We'll look at the first relation we started with. \(F = g (m_1 m_2) / r^2\). Is it possible to plot this in such a way as to yield a straight line? The answer is yes. Let's make a transformation as shown in Panel 9. Let \(y = F\) and let \(x = 1/r^2\). Now we see that \(y\) vs \(x\) is a straight line relation. We must notice that \(x\) is never permitted to be negative in this case since it is \(1/r^2\) so the dashed part of the line does not exist. We must watch out for little things like that. This graph we have shown contains all the information that was shown in the graph of Panels 1 or 4.
\(y = ax^3\)
How do we linearize the expression in Panel 5, \(y = ax^3\)? Well, if we plot \(y\) vs \(x^3\), we'll get a straight line. I've shown this in Panel 10. In this case, there is a negative part to the graph since for positive \(x\), \(x^3\) is positive but for negative \(x\), \(x^3\) is negative. Note also that the slope of this graph is \("a"\) and this might be a reason for plotting such a graph. \("a"\) might be a number which we want to determine from a set of experimental data of \(x\) and \(y\) which obeys the law \(y = ax^3\). The easiest way to get a is to make the graph as we have it here and find the slope.
\(y = (1/4)b + (4/3)ax^3\)
\((y^2 - b/4)^{\frac 12} = (4a/3)^{\frac 12} x^{\frac 32}\)

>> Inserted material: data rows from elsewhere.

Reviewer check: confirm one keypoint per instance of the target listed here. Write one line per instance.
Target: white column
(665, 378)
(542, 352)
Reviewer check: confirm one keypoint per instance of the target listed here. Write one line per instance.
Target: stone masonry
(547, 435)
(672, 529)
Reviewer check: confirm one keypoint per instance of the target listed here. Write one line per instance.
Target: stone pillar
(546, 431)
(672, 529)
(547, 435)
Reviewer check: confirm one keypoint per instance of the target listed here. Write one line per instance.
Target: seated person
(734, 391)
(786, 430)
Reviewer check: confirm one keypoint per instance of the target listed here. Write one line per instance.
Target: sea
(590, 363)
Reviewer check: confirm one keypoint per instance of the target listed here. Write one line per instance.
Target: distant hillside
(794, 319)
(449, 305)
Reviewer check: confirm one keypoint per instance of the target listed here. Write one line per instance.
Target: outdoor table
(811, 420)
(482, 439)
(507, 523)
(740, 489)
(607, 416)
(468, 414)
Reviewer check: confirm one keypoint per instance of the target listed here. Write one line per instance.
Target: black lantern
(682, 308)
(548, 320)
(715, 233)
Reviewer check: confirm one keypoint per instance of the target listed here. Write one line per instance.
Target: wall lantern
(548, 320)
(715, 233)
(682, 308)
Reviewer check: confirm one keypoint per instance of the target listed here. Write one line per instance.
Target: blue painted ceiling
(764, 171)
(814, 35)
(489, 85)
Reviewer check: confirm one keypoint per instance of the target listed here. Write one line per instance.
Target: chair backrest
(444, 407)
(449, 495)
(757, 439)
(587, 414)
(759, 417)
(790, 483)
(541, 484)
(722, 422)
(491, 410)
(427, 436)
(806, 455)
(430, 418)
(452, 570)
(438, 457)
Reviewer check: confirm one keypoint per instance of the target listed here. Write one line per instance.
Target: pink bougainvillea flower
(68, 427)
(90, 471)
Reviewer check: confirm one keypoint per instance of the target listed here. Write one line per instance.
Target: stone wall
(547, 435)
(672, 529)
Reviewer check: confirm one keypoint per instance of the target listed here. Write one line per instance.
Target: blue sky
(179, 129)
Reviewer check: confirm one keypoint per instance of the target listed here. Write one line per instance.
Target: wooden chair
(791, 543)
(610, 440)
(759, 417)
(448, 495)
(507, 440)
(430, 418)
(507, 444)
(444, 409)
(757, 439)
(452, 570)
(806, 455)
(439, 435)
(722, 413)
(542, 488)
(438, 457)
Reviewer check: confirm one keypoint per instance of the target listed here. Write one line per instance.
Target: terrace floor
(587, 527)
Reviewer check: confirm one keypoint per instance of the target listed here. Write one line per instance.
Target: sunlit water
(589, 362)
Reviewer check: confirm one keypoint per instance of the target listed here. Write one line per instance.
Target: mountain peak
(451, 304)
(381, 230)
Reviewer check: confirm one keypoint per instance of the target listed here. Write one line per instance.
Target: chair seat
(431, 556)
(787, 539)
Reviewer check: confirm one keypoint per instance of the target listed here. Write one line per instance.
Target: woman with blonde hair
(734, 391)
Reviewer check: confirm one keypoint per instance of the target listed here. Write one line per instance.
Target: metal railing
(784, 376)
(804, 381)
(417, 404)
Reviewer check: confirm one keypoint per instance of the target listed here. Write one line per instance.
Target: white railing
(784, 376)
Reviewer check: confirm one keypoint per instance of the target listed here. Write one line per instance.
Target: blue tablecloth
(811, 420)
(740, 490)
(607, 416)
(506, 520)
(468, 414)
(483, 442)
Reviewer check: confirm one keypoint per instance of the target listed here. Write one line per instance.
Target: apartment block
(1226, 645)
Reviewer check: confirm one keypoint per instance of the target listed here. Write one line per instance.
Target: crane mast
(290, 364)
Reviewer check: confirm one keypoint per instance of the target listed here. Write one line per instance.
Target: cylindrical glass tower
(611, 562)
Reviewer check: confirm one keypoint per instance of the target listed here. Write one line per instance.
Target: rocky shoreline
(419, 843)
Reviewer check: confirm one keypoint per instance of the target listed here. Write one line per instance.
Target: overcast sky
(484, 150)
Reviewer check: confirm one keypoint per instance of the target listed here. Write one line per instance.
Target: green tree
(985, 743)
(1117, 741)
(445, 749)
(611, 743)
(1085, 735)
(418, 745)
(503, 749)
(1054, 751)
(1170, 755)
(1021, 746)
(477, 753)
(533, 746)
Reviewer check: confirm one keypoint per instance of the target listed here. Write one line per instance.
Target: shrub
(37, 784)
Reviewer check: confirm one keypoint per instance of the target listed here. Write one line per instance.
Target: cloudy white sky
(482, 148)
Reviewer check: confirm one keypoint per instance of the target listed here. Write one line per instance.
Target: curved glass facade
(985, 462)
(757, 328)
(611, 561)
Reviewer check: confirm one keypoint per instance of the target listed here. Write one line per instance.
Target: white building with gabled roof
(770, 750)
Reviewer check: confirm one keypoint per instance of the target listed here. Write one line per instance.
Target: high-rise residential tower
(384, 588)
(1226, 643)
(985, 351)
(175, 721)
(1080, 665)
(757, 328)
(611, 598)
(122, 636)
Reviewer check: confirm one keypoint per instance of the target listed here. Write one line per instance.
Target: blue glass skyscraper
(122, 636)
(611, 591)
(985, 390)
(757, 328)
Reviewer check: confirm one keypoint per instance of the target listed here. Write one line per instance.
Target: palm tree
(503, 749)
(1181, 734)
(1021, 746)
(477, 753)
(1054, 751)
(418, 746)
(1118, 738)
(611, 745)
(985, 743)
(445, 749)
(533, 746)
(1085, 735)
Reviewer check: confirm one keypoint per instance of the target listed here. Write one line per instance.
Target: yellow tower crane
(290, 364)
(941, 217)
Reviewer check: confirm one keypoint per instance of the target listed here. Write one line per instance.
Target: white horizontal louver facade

How about the expression \(y^2= 1/4 b + 4/3 ax^3\) as shown in Panel 11. There's sometimes more than one way to treat an expression. We could plot \(y^2\) vs \(x^3\) and you would get a line of \(y\) intercept \(1/4 b\) and slope \(4/3 a\). You could, however, take the square root and plot the square root of \(y^2- 1/4 b\) vs \(x ^ {\frac 32}\). You would again get a straight line, this time through the origin, and having a slope which is the square root of \(4/3 a\). Notice that because of the \(x^{\frac32}\), you couldn't represent the negative values of \(x\). Study Panel 11 carefully.
Finally, let's look at the expression \(N = N_0e^{at}\), the exponential relation. This relation arises very often in science. For example, bacterial growth behaves this way. The number of bacteria doubles every generation so if there are \(N_0\) bacteria now, there are \(2N_0\) sometime later and \(4N_0\) an equal time after that and so on. This behaviour is described by this equation.
For \(t = 0\), \(N = N_0e^0\) which is just \(N_0\), so this point is on the curve as shown in Panel 12.
\(N = N_0 e^{at}\)
For \(t\) approaching infinity, \(N\) also approaches infinity, very rapidly. For \(t\) approaching negative infinity, \(N\) approaches 0 and is positive. So using these data, I can sketch the curve in Panel 12.
\(ln(N/N_0) = at\)
How do we linearize the exponential relation?
The secret here is to take the natural log of each side and get \(ln(N/N_0) = at\). If you plot \(ln(N/N_0) \)vs \(t\), you'll get a straight line of slope \(a\). This is shown in Panel 13.
Sometimes it's a nuisance to calculate a bunch of logarithms so we use a special type of graph paper which does this automatically. A discussion on how to use this paper is given in another tutorial which is called "graphing with logarithmic paper".